We came in Monday with a very strong cash market which pushed front month prices up to $3.166 with electric utilities coming in short with the hot weather over this past weekend as well as a hot 5 day forecast. Since then prices have backed off a little and yesterday the October contracted slipped 2.8¢ closing at $3.094. The strength in the front month is also pushing the calendar strips higher. Calendar 2019 is up about 8¢ from its recent low which was in June.
Today is Thursday and that means storage report day. The market is looking for an injection of 90 Bcf. Last year for this week we had a 54 Bcf and the 5 year average is 73 Bcf.
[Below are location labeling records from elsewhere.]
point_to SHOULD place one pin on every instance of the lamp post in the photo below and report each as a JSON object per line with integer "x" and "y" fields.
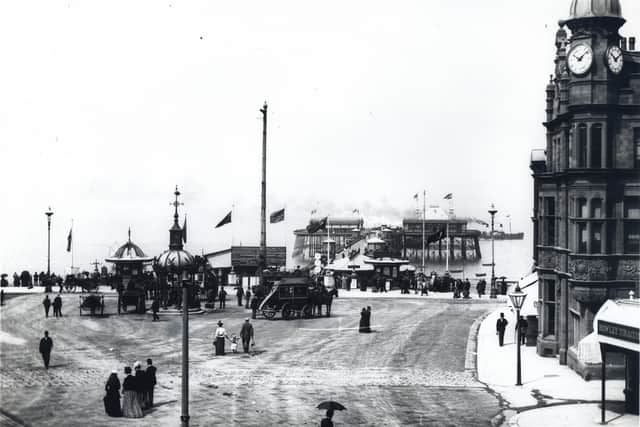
{"x": 49, "y": 214}
{"x": 517, "y": 299}
{"x": 494, "y": 291}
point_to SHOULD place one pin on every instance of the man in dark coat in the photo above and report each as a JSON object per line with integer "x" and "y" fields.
{"x": 521, "y": 330}
{"x": 151, "y": 381}
{"x": 246, "y": 333}
{"x": 46, "y": 303}
{"x": 501, "y": 325}
{"x": 222, "y": 297}
{"x": 155, "y": 307}
{"x": 57, "y": 306}
{"x": 46, "y": 345}
{"x": 239, "y": 295}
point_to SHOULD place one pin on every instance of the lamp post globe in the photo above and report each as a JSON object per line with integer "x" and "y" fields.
{"x": 49, "y": 214}
{"x": 517, "y": 299}
{"x": 493, "y": 293}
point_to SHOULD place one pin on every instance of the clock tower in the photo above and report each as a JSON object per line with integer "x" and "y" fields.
{"x": 586, "y": 181}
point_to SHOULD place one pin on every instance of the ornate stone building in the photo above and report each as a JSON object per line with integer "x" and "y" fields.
{"x": 587, "y": 183}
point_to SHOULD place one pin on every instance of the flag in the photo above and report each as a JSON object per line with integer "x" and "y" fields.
{"x": 436, "y": 237}
{"x": 277, "y": 216}
{"x": 315, "y": 225}
{"x": 69, "y": 238}
{"x": 225, "y": 220}
{"x": 184, "y": 230}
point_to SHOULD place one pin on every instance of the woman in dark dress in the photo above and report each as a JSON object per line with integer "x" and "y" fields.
{"x": 112, "y": 399}
{"x": 363, "y": 321}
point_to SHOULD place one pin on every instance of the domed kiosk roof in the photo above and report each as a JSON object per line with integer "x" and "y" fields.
{"x": 129, "y": 252}
{"x": 595, "y": 9}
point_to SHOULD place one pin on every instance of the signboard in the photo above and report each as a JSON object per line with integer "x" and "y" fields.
{"x": 621, "y": 332}
{"x": 248, "y": 256}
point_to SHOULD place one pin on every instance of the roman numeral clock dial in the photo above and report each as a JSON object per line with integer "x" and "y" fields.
{"x": 580, "y": 59}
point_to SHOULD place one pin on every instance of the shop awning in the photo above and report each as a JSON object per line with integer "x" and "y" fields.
{"x": 617, "y": 323}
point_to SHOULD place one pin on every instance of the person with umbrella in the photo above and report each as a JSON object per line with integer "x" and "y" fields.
{"x": 330, "y": 406}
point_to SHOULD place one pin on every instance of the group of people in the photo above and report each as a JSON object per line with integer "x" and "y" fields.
{"x": 137, "y": 391}
{"x": 246, "y": 336}
{"x": 57, "y": 306}
{"x": 365, "y": 320}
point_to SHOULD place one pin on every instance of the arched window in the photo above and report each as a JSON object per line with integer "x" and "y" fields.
{"x": 581, "y": 145}
{"x": 596, "y": 146}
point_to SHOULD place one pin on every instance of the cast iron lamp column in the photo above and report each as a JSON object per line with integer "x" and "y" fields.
{"x": 494, "y": 291}
{"x": 49, "y": 213}
{"x": 517, "y": 299}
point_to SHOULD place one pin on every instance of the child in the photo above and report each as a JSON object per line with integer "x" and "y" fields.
{"x": 234, "y": 344}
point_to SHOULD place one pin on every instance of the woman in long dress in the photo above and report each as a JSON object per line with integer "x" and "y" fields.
{"x": 112, "y": 399}
{"x": 220, "y": 336}
{"x": 130, "y": 404}
{"x": 363, "y": 321}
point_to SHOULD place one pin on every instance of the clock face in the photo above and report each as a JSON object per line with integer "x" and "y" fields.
{"x": 580, "y": 59}
{"x": 614, "y": 59}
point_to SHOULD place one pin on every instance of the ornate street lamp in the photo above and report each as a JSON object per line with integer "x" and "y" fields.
{"x": 49, "y": 214}
{"x": 493, "y": 293}
{"x": 517, "y": 299}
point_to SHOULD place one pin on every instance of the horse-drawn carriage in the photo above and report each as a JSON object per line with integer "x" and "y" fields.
{"x": 296, "y": 297}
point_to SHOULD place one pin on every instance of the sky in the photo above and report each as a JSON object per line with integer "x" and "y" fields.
{"x": 106, "y": 106}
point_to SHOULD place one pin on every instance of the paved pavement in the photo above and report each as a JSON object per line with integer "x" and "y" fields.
{"x": 410, "y": 371}
{"x": 551, "y": 394}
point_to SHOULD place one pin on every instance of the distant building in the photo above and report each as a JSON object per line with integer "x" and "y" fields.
{"x": 586, "y": 182}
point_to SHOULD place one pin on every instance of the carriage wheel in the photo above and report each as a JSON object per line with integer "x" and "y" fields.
{"x": 269, "y": 312}
{"x": 286, "y": 312}
{"x": 307, "y": 311}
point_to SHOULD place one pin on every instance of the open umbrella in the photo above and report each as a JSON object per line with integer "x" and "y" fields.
{"x": 330, "y": 404}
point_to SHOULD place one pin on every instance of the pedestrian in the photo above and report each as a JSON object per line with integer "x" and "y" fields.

So this would be a healthy injection. We need it. Storage levels are about 7% below last year at this time.
This morning’s weather forecast is definitely mild after the current heat wave dissipates with the 11-15 day forecast, which traders trade, showing mostly normal temperatures, which means no load. But remember you bears, a lot of nukes are down for maintenance and that electric generation will be replaced with natural gas fired generation.
This morning natty is down 3.9¢.
Elsewhere
10 amazing facts about the human body:
• The largest cell in the human body is the female egg. Ironically, the smallest is the sperm cell. A woman’s egg is actually the only cell in the body that is visible to the naked eye.
• Teeth are the only part of the human body that cannot repair themselves.
• Your eye are the same size from birth to death, but your nose and ears never stop growing.
• Even though the brain processes pain signals, the brain itself does not actually feel pain.
• It takes seventeen muscles to smile and forty-three to frown.
• Your skeleton keeps renewing itself every 10 years, which means every decade you get a new skeleton.
• The strongest muscle in the body is the tongue. The hardest bone is the jawbone.
• Contrary to popular belief sweat doesn’t smell bad. Body odor is caused when the skin’s bacteria feed on sweat. It’s the bacteria’s waste products that cause the bad smell.
• Inside your belly button “live” thousands of bacteria that could literally form an ecosystem the size of an entire rainforest.
• According to most scientists, humans are the only animals on earth who produce emotional tears.